Water ice is one of the most abundant solid substances in nature and hydrated protons on the ice surfaces critically influence physical and chemical properties of ices. Hydrated protons are easily doped into the hydrogen-bond (HB) networks when acidic impurities are present. In contrast, in pure water molecular systems, they are generated solely by the thermal ionization of water molecules (H2O⇆H+hyd + OH-hyd). Therefore, the proton activity inherent to water ice is determined by the amount and mobility of hydrated protons derived from the autoionization.
Considerable discussions have been made, yet not been settled, on whether the activity of hydrated protons is substantially enhanced at the surface of water ice. This is crucially important problem for understanding the impact of ice surface ubiquitous in nature on a wide variety of heterogeneous phenomena, such as charge generation, separation and trapping in a thunder storm, photochemical destruction of the earth's ozone layer, and even the molecular evolution in space, etc.
Very recently, researchers led by Toshiki Sugimoto, Associate Professor at the Institute for Molecular Science, succeeded in directly and quantitatively demonstrating that the proton activity is significantly enhanced at the surfaces of low-temperature ice.
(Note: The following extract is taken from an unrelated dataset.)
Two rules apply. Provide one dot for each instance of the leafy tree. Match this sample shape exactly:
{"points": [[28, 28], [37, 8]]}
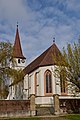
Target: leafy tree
{"points": [[6, 58], [68, 65]]}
On the basis of simultaneous experimental observation of the H/D isotopic exchange of water molecules at the surface and in the interior of double-layer crystalline-ice films composed of H2O and D2O, they reported three major discoveries of the unique enhancement of surface proton activity: (1) proton activity proved by the H/D exchange at the topmost surface is at least three orders of magnitude higher than in the interior even below 160 K; (2) the enhanced proton activity is dominated by autoionization process of water molecules rather than proton transfer process at ice surface; (3) as a consequence of surface promoted autoionization, the concentration of surface hydrated protons is estimated to be more than six orders of magnitude higher than that in the bulk.
Correlating these results with molecular-level structure and dynamics of the low-temperature ice surface, they discussed that the cooperative structural fluctuations allowed in the undercoordinated surface molecules but inhibited in the fully coordinated interior molecules facilitate the autoionization and dominate the proton activity at the ice surface. Because the lower limit of temperature of the earth's atmosphere is ~120 K around the mesopause, the surface of crystalline ice on earth is unlikely to be solidly ordered but would inevitably be highly fluctuated. In nature, such dynamic features facilitate the autoionization of water molecules and thus enhance the proton activity at the surface of crystalline ice. "Our results not only advance the physical chemistry of interfacial hydrogen bonds but also provide a firm basis for elucidating the key properties of ice surface that are of great interest in a variety of phenomena relevant to the dynamics of hydrated protons," says Sugimoto.